Infants and children, Inventions and patents, Parking, Penalties, 
Postal Service, Privacy, Reporting and recordkeeping requirements, 
Seals and insignia, Security measures, Wages.

Signing Authority

    Denis McDonough, Secretary of Veterans Affairs, approved this 
document on December 2, 2021, and authorized the undersigned to sign 
and submit the document to the Office of the Federal Register for 
publication electronically as an official document of the Department of 
Veterans Affairs.

Jeffrey M. Martin,
Assistant Director, Office of Regulation Policy & Management, Office of 
General Counsel, Department of Veterans Affairs.

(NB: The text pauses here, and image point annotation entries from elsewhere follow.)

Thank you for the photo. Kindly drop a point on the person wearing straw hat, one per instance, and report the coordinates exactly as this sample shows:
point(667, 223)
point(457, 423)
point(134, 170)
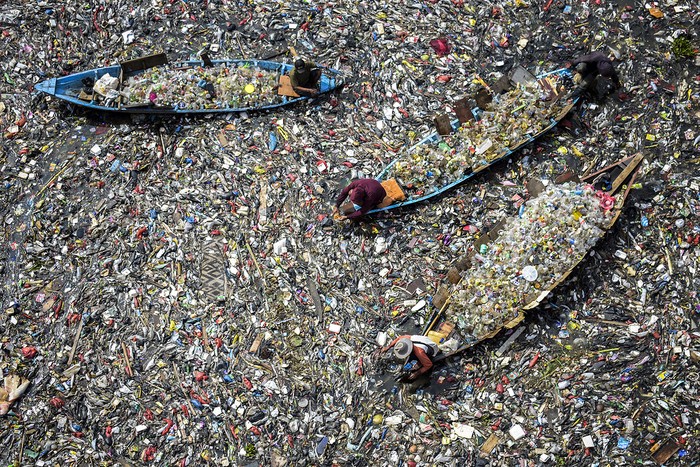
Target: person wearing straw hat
point(421, 347)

    For the reasons stated in the preamble, the Department of Veterans 
Affairs amends 38 CFR part 1 as set forth below:

PART 1--GENERAL PROVISIONS

0
1. The authority citation for part 1 is revised to read as follows:

    Authority:  31 U.S.C. 3711(e); 38 U.S.C. 501, 5701(g) and (i); 
38 U.S.C. 5320.


0
2. Amend Sec.  1.916 by revising paragraph (c) to read as follows:


Sec.  1.916   Disclosure of debt information to consumer reporting 
agencies (CRA).

* * * * *
    (c) Subject to the conditions set forth in this paragraph (c) and 
paragraph (d) of this section, information concerning individuals may 
be disclosed to consumer reporting agencies for inclusion in consumer 
reports pertaining to the individual, or for the purpose of locating 
the individual. Disclosure of the fact of indebtedness will be made if 
the individual fails to respond in accordance with written demands for 
repayment, or refuses to repay a debt to the United States. In making 
any disclosure under this section, VA will provide consumer reporting 
agencies with sufficient information to identify the individual, 
including the individual's name, address, if known, date of birth, VA 
file number, and Social Security number.
    (1) The Secretary has established a minimum threshold for a debt, 
arising from a benefit administered by the Under Secretary for Benefits 
or Under Secretary for Health, that the Secretary will report to a 
consumer reporting agency under 31 U.S.C. 3711.
    (2) VA will only report those debts that meet the following 
standards:
    (i) The debt is classified as currently not collectible. For 
purposes of this paragraph (c)(2)(i), the debt is currently not 
collectible if VA has exhausted available collection efforts, 
including, as appropriate, referrals for administrative offset and 
enforced collection;
    (ii) The debt is not owed by an individual who is determined by VA 
to be catastrophically disabled or has reported to VA a gross household 
income below the applicable geographically adjusted income limits that 
would entitle a VA beneficiary to cost-free health care, medications 
and/or beneficiary travel; and
    (iii) The outstanding debt amount is over $25, or such higher 
amount VA may from time to time prescribe, in accordance with Sec.  
1.921.
    (3) The minimum threshold set forth in this paragraph (c) will not 
apply if there is an indication of fraud, misrepresentation, or bad 
faith on the part of the individual in connection with the debt.